10. What role will KNCV Nigeria play in advocating for policy changes or initiatives at national or regional levels to strengthen TB control programs?

KNCV Nigeria, a member of STOP TB Partnership Nigeria will ensure to promote and support the prevention and control of TB and other diseases of public health concern in Nigeria through the implementation of innovative and evidence informed disease control strategies and advocate for funding support across all levels of Government.

11. Are there strategic advocacy plans aimed at increasing support or funding for TB-related activities from the Government and private sector?

KNCV Nigeria has facilitated and coordinated efforts for Domestic Resources Mobilization through the following approaches:

  • Advocacy visits to state leaderships (Hon commissioners of health, Permanent secretaries MoH, Directors of finance) and organized private sectors (OPS) for increased financial support for a sustainable TB response
  • Stakeholder engagements by the SPOs to health financing ministries for the integration of TB care and other services into the state health insurance scheme (SHIS).
  • Ensuring the State Health Insurance Scheme (SHIS) Bills are passed into law; Staff of SHIS Agency appointed; SHIS Operational guideline in place
  • Working with the state health insurance agencies to integrate TB from diagnosis to treatment into the basic minimum health package
  • Monitoring enrolment of beneficiaries ensuring enrolees can access care under SHIS, without difficulty
  • Working through the Technical working group (TWG) to ensure the budgeted government funds are released and the expenditure of such released funds tracked.
  • Instituting systems for expenditure tracking of public financing of TB in the various states.

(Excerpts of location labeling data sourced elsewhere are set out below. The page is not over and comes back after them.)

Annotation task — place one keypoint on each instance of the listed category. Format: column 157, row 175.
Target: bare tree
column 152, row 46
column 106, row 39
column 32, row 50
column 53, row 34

12. What accountability measures are in place to ensure that the organization remains on track with its objectives and commitments?

The KNCV Nigeria board of directors plays a major role in ensuring the organization remains on track with its objectives. There is also a bi-weekly meeting with our Funders USAID to track the project implementation progress. The organization submits monthly, quarterly, and annual program and finance reports to USAID.